1876. Le capitaine Nathan
Algren (Tom Cruise), héros des guerres indiennes ayant servi sous le
commandement du tristement célèbre Custer, tente d'oublier dans
l'alcool les horreurs auxquelles il a participé. Le Colonel Bagley
(Tony Goldwyn) lui offre une mission pour le moins originale : devenir
le formateur des troupes japonaises qui devront affronter Katsumoto
(Ken Watanabe), le dernier représentant rebelle de l'ordre des
Samouraïs. Nathan arrive donc à Yokohama et entreprend de transformer
en combattants efficaces les paysans enrôlés dans l'armée. Le premier
affrontement avec les guerriers de Katsumoto se solde par une
catastrophe. Vaincu, le général nippon se suicide, tandis que Nathan,
fait prisonnier, est emmené dans le village des Samouraïs...

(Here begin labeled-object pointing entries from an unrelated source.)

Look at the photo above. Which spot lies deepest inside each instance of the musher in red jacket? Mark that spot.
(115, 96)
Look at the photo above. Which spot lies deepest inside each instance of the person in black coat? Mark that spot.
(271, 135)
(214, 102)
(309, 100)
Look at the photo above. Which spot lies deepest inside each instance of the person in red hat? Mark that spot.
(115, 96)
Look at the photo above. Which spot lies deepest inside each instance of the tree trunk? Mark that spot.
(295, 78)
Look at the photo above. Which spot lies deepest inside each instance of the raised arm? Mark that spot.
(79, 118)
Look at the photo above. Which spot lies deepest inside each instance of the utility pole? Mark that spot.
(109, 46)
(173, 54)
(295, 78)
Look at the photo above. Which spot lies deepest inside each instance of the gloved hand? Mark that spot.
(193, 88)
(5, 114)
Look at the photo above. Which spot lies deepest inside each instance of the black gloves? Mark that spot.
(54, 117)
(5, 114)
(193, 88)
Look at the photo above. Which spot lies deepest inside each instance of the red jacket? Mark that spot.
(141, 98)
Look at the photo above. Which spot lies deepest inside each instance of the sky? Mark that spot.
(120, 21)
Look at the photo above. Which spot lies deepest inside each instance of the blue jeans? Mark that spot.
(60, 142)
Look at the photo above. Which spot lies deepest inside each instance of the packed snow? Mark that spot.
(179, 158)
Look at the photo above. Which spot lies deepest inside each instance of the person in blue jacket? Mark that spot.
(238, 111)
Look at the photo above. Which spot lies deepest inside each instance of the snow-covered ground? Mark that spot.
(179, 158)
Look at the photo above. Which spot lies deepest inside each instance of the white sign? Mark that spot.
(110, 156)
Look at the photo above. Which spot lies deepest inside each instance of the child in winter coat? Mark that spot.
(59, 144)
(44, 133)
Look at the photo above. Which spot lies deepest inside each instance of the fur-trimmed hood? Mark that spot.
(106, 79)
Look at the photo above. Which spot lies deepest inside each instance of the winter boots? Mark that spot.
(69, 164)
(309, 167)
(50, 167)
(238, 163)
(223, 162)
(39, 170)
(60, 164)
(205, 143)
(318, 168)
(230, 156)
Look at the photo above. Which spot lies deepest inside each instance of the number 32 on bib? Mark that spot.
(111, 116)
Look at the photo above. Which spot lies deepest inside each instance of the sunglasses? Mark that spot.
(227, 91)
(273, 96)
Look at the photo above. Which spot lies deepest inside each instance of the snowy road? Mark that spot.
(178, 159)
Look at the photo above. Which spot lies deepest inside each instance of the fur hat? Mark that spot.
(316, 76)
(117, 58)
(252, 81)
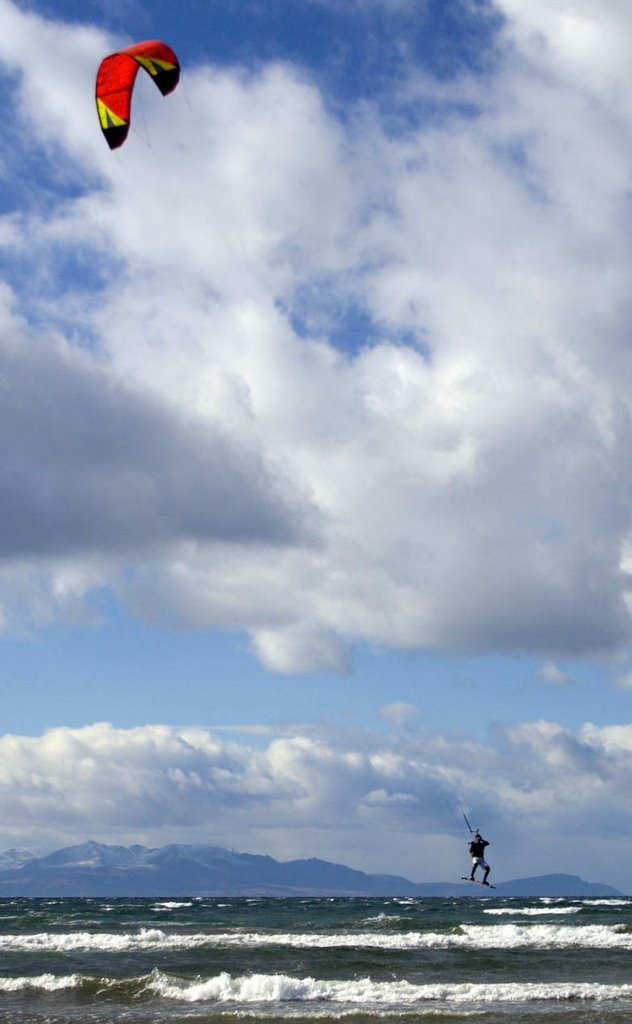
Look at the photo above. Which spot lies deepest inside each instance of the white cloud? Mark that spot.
(460, 483)
(543, 795)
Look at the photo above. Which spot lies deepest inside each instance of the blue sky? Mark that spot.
(316, 429)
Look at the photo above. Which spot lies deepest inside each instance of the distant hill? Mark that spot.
(97, 869)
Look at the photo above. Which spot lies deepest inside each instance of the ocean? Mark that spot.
(481, 961)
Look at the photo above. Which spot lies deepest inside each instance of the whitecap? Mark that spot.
(365, 992)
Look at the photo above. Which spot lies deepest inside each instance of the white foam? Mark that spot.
(503, 936)
(171, 905)
(365, 992)
(46, 982)
(533, 911)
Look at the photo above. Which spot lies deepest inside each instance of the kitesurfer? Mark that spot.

Quels points communs entre
"Danse avec les loups" de Kevin Costner, "Mission",
de Roland Joffé, ou ce "Dernier Samouraï" ? Grands sentiments, grandes
étendues, grands affrontements, mais, surtout, le drame de ce qui doit
disparaître, balayé par ce que l'on appelle "progrès". Déterminer sa
valeur réelle ou la justification des carnages qui accompagnent son
installation constitue un débat philosophique sans issue. Si l'on se
place sur un plan mystique, il est évident que le fonctionnement de la
vie, sa progression vers un but que l'on peut imaginer mais dont la
réalité nous échappe, passe obligatoirement par la disparition de
l'usé. De ce qui n'est plus adapté au temps présent, de ce qui fait
obstacle à l'évolution par son immobilisme dépassé. Ceci est vrai aussi
bien au niveau individuel que social, professionnel ou au niveau des
peuples et civilisations. Et, malheureusement, sur notre terre et dans
cette ère, l'homme ne connaît d'autre technique, pour ce nettoyage,
pour le remplacement de l'ancien par le nouveau, que l'élimination
physique.
Cet état mythique des
Samouraïs s'accompagne d'étranges paradoxes : leur art est celui du
mouvement, du geste plus rapide que l'éclair, tandis que leurs codes et
croyances sont d'un immobilisme totalement figé. Ils possèdent un sens
profond de la valeur de la vie, de la connexion au sacré, mais
s'enlisent dans une barbarie qui est le contraire de l'amour divin.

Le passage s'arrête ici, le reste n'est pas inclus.